Open knighttime opened 8 years ago
NOTE:
Amelia
- a package to visualize missing patterns http://www.inside-r.org/packages/cran/Amelia/docs/missmap
#check missing data
#this can be intensive, save everything in case computer crashes
Amelia::missmap(dsw, main = "Missing values vs observed")
tighten up the subsetting and creation of new variables:
# ---- tweak-data ---------------------------------------
d <- ds %>%
dplyr::mutate(
vital_status = ifelse(is.na(age_death) , 0 , 1), # jamie, this is it.

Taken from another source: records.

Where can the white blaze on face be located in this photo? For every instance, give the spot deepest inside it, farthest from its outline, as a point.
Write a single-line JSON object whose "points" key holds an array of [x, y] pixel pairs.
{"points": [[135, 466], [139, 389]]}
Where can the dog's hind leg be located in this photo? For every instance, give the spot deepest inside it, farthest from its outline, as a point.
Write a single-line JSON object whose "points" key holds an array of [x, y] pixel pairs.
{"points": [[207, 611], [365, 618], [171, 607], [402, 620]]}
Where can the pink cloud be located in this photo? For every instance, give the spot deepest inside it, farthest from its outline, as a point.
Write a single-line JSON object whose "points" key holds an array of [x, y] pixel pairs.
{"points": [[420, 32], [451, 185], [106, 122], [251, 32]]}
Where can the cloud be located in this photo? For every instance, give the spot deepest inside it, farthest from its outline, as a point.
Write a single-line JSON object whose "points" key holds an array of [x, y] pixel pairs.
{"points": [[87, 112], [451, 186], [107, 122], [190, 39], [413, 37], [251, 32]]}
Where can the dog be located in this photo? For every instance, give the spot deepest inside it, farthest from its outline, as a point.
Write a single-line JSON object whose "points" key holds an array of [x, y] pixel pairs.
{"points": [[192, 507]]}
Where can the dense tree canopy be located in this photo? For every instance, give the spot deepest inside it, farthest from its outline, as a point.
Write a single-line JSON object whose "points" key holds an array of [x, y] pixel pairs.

dementia_status = ifelse(is.na(age_death) , 0 , 1),
stroke_status = stroke_cum,
path_status = ad_reagan,
apoe_genotype = ifelse(apoe_genotype %in% c(44,34,24), 1, 0),
group_smell = ordered(cut(total_smell_test, c(0,5,10,12),
labels=c("anosmic", "hyposmic", "normosmic")))
)
x: age y: mmse facets: smell grouping and apoe status color : cumulative lifetime stroke status
x: age y: mmse facets: smell group and pathology status (1 = most pathologies, 3 = least ) color: apoe status
These graphs are super! is there any way to get rid of the NA column? - will pick this up next friday
Yes, just modify the dplyr::filter() call
re: filtering non-MAP studies - could this also be resolved by retaining all data from all studies (which someone might like to do)?
@andkov - got it!!! Thanks + I bought that graphing book 👍
@ampiccinin We discovered that the duplicates were mostly in MARS. So subsetting down to just MAP should fix the duplicates - though a bit more experimentation is needed to figure out why both Cassandra and Rebecca found duplicates in theirs - I thought that their data sets were already subsetted down to just MAP - so we need to check that.
@andkov
Friday July 8th, 9:30am
Meeting Agenda
I will update my MAP files before the meeting.